The intruders slipped past guards and dogs, all asleep, but “the cackling of the birds and the clapping of wings awoke Marcus Manilius, a distinguished officer,” Livy wrote, “and he, seizing his sword, giving the alarm, hurried straight to the point of danger.”

As other historians note, the trends in recent centuries have been toward mechanical and now electronic devices. In the early 1700s, the first burglar alarm was installed in London by an inventor named Tildesley, consisting of chimes linked to a door lock. Set off by an intruder, he claimed, “it would doubtless prompt him to take precipitate flight.”

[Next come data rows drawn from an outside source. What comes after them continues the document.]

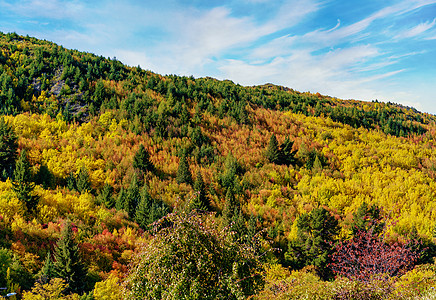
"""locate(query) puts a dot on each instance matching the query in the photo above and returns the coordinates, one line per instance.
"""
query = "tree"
(23, 185)
(183, 172)
(287, 156)
(367, 218)
(105, 196)
(83, 183)
(273, 153)
(141, 160)
(366, 255)
(47, 271)
(316, 235)
(132, 197)
(8, 149)
(200, 200)
(192, 259)
(68, 262)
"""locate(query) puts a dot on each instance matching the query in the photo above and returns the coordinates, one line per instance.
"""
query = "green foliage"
(68, 263)
(192, 259)
(83, 183)
(23, 185)
(8, 149)
(272, 153)
(141, 160)
(200, 201)
(183, 172)
(105, 197)
(317, 232)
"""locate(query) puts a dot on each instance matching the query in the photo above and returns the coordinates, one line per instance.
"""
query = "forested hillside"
(119, 182)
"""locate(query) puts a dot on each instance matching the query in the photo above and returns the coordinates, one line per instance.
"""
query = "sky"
(349, 49)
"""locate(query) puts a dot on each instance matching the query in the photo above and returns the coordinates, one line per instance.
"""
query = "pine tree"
(71, 182)
(68, 263)
(143, 209)
(47, 271)
(23, 185)
(141, 160)
(183, 172)
(44, 177)
(120, 203)
(8, 149)
(132, 197)
(83, 183)
(272, 153)
(287, 156)
(105, 196)
(200, 200)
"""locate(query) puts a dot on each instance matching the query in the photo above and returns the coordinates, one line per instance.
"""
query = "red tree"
(366, 255)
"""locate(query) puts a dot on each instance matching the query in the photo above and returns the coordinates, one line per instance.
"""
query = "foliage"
(191, 259)
(8, 149)
(317, 233)
(68, 264)
(23, 185)
(366, 255)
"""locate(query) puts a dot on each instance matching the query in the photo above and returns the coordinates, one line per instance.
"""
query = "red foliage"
(366, 255)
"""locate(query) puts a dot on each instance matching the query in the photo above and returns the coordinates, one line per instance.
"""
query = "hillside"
(95, 152)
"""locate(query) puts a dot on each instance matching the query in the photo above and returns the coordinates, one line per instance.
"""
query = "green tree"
(132, 197)
(287, 156)
(317, 232)
(183, 172)
(83, 183)
(200, 200)
(8, 149)
(193, 259)
(367, 218)
(105, 197)
(272, 152)
(68, 262)
(22, 184)
(47, 271)
(141, 160)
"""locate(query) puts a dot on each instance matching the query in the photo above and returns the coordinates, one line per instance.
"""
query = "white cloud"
(416, 30)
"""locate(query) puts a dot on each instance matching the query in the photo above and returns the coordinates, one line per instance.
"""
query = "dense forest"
(120, 183)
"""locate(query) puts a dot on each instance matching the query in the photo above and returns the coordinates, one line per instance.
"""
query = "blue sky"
(353, 49)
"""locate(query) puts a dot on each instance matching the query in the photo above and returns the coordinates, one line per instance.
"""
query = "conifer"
(68, 262)
(22, 184)
(141, 160)
(200, 200)
(183, 172)
(8, 149)
(272, 153)
(83, 183)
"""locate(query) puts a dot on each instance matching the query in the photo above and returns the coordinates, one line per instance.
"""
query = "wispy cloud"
(416, 30)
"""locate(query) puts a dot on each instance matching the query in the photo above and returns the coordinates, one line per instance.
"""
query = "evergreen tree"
(71, 182)
(105, 196)
(141, 160)
(47, 271)
(200, 200)
(273, 153)
(183, 172)
(143, 209)
(23, 185)
(68, 262)
(287, 156)
(8, 149)
(119, 204)
(44, 177)
(316, 235)
(83, 183)
(367, 218)
(132, 197)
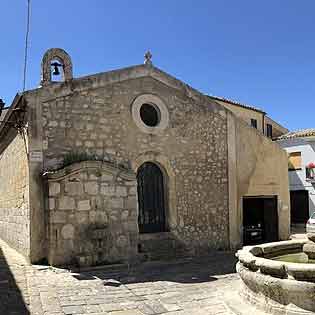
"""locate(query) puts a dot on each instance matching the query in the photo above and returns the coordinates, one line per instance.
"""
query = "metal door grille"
(151, 199)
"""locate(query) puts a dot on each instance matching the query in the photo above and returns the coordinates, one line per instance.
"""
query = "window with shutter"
(295, 161)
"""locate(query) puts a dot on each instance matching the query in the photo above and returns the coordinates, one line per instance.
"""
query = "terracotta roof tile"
(298, 134)
(223, 99)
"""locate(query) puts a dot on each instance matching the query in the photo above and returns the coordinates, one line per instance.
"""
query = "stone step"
(161, 246)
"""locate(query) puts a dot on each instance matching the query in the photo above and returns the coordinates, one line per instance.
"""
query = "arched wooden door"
(151, 199)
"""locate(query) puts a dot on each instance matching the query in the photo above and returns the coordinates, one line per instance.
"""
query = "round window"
(150, 115)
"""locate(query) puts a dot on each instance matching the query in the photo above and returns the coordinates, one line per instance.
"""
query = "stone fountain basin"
(276, 287)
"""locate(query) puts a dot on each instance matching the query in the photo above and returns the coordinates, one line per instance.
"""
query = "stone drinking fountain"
(279, 277)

In Plymouth, Mass., a Colonial bank cashier ran a wire from the vault of his bank underground to his nearby bed. If anyone tried anything during the night, bells went off.

Colors as clues

These days, one helpful device is closed-circuit television-in color. According to Security Distributing & Marketing, a monthly magazine distributed at the convention, color can be useful in gathering evidence, such as accurate reproductions of tattoos.

“When I look at a system, I look at detection, delay and response,” said Steele, of Sandia labs, during an interview. “You need all three. It’s not enough to detect an adversary. You have to delay him, until the police get there.”

But deterrence is still the main goal. It can involve such wrinkles as preset, vacation-mode lighting, to give a house a lived-in look when occupants are away. Or outside strobe lights, which flash on and off to pinpoint a house in trouble for the arriving authorities.

After all, noted Dennis Gross, president of the association, “If your house is too involved, a burglar will go somewhere else.”